Querido professor Fischer,
Hoje de manhã dei uma olhada nos meus diários, com direito a palpitações. Relendo as lembranças, depois de mais de 50 anos encaixotadas, fiquei impressionada com a força daqueles amores e daqueles escritos.
Adorei ver que escrevia corretamente. Alguns acentos já não se usam mais.
Reparei que em minhas primeiras anotações, de 1963 a 1970, registrava de tudo: fatos políticos, placares de jogos nacionais, mortes de autoridades mundiais – Churchill, os Kennedy, papas, reis.

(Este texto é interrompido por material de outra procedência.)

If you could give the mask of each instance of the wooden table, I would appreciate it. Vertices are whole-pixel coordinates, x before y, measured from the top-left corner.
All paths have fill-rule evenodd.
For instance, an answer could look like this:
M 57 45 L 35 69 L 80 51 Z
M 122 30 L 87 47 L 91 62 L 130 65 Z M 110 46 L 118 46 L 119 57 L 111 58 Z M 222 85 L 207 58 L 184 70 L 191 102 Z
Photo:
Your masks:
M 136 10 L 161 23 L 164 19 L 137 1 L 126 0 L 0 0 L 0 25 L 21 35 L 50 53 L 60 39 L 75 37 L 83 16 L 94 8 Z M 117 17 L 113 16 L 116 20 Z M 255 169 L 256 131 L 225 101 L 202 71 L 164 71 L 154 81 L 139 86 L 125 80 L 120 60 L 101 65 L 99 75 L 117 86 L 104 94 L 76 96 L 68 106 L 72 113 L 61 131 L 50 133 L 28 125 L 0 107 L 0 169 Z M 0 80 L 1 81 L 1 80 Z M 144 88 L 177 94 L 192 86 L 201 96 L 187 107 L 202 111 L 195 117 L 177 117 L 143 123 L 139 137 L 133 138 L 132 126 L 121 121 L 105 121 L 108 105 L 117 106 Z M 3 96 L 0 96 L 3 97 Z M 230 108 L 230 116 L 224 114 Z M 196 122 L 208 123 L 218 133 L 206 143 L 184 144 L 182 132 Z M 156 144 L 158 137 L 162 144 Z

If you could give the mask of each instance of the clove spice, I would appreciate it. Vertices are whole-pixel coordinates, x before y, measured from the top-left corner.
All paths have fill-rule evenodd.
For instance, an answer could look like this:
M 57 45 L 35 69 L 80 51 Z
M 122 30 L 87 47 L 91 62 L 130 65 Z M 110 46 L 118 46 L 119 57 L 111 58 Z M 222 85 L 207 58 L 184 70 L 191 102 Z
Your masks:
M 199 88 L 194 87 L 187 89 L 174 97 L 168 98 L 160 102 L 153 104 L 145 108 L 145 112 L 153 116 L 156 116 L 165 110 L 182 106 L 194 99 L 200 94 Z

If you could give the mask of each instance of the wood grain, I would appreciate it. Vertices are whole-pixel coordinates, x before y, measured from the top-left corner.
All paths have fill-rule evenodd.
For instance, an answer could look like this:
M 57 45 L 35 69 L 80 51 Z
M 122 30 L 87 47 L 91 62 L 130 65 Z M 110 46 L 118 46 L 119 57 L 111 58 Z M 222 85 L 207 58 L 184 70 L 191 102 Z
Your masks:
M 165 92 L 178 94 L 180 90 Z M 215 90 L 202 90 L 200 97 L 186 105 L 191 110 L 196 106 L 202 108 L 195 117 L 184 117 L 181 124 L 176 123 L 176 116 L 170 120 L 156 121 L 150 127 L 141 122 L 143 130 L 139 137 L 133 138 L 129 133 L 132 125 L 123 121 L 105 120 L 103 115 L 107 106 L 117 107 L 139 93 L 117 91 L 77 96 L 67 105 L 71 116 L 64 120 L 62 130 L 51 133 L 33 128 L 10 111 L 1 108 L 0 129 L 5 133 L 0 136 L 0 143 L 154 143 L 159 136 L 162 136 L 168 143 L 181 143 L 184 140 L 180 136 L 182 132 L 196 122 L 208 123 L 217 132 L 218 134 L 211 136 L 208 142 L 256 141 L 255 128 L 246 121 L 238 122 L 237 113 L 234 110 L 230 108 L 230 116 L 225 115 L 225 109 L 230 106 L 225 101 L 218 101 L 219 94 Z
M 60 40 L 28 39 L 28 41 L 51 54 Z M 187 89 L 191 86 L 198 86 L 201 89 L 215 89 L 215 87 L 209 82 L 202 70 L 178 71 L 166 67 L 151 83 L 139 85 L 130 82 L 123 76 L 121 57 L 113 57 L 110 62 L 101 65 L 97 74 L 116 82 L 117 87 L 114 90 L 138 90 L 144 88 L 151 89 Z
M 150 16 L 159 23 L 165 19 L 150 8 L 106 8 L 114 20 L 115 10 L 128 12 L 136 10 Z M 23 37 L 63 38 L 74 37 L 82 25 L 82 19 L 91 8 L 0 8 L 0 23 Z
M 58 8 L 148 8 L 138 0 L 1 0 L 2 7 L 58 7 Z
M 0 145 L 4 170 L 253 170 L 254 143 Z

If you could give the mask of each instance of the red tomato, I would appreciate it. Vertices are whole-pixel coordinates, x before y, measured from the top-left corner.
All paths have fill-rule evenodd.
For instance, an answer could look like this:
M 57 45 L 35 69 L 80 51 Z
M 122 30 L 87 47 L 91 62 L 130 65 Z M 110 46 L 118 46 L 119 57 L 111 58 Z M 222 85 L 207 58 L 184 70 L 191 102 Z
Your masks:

Registrava o tempo, como a nevasca de agosto de 1965, e nascimentos e aniversários de amigos e professores. Anotava também livros que lia e filmes que assistia, o que faço até hoje. Acho que a maioria dos filmes era do Mazzaropi (a fita arrebentava muitas vezes e os jovens batiam o pé no assoalho de madeira).
Observei também que era muito romântica e escrevia textos melosos. Acho que copiava de livros que lia (hoje soam meio ridículos). Tudo era meio trágico, mas movido a paixões. Nos primeiros anos, ora era um, ora outro, depois queria morrer pelo primeiro. Devia ser porque não era nada real: um olhar, um tchau e muitas cartas.
Gostei de revisitar o passado. Algumas dores, algumas perdas, e muitas, muitas saudades. Gosto da minha descrição de quando a nossa segunda filha aprendeu andar de bicicleta. E de negros crianças e adultos com brancos em uma Congregação Mista, em Canguçu, cidade onde chegamos em fevereiro de 1971. Era uma outra cultura, outro povo, racismo à flor da pele (me incluindo, devido à minha origem italiana). Lembro da falta de energia elétrica, de farmácia, padaria e telefone. Na verdade, é mais fácil dizer o que tinha: casa, moinho, venda, posto de gasolina, movido a manivela e casa dos colonos à beira da estrada.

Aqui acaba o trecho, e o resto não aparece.